Pretende-se que as potências ocidentais, com os Estados Unidos à cabeça, curiosa e ironicamente países que não subscreveram o Tratado de Roma e que muito fazem para que os outros o adoptem, para bloquear uma iniciativa que serve o Direito Internacional e cuja inobservância apenas reforça a vergonhosa realidade de que algumas personalidades estão cobertas de impunidade.

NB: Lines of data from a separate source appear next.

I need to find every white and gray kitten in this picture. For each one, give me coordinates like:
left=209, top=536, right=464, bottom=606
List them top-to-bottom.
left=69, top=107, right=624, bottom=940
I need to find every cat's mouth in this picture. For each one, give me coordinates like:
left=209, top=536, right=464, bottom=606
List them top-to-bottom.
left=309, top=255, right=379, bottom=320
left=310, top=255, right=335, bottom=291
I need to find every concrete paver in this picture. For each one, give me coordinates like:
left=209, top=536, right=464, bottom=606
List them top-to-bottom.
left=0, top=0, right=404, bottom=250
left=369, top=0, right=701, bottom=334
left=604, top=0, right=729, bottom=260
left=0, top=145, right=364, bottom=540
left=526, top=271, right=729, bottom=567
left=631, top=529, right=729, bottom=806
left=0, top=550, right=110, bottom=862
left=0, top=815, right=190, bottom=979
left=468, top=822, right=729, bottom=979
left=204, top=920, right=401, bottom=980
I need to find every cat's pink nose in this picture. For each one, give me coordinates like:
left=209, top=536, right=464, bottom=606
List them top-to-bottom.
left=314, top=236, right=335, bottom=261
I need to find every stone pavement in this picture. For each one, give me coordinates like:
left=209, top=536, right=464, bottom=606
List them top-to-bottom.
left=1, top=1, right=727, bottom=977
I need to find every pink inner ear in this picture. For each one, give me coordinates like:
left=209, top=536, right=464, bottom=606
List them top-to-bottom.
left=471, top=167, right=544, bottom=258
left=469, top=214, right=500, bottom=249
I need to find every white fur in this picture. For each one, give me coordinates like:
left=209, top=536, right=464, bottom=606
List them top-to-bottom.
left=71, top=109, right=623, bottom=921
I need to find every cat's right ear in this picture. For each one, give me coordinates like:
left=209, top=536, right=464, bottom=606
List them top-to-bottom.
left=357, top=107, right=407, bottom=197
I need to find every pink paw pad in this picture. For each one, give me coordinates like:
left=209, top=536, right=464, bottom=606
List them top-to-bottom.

E para se ter uma ideia de inaceitável defesa da impunidade atente-se para o que o antigo embaixador americano em Israel, David Friedman, escreveu, há dias, na rede social X, dizendo que o ex-Presidente dos EUA, Donald Trump, ordenou que o TPI fosse sancionado "se indiciasse os líderes israelitas, mas Biden rescindiu a ordem. É hora de Biden restaurar as ameaças de sanções antes que o TPI se torne um tribunal canguru”.
Com que moral, por exemplo, se arrogam os Estados Unidos de exigir que o mandado de prisão contra Vladimir Putin se efective, quando poderão, eventualmente, se atrever a "sancionar o TPI” por causa de uma possível intimação dos principais rostos do chamado "gabinete de guerra” do actual Governo de Israel?
Até onde vai Karim Ahmed Khan, o procurador-chefe do TPI, para salvar a credibilidade, imagem e bom nome que se espera que a instância penal internacional possa, ainda, preservar ou vai acabar por sucumbir às pressões das potências ocidentais, que não se coíbem de defender, claramente, double standard (dois pesos e duas medidas) como premissa elementar das suas diplomacias? Esperemos para ver se o TPI, primeiro, vai "dizer alguma coisa” e, em segundo lugar, vai passar ao teste à credibilidade e imagem.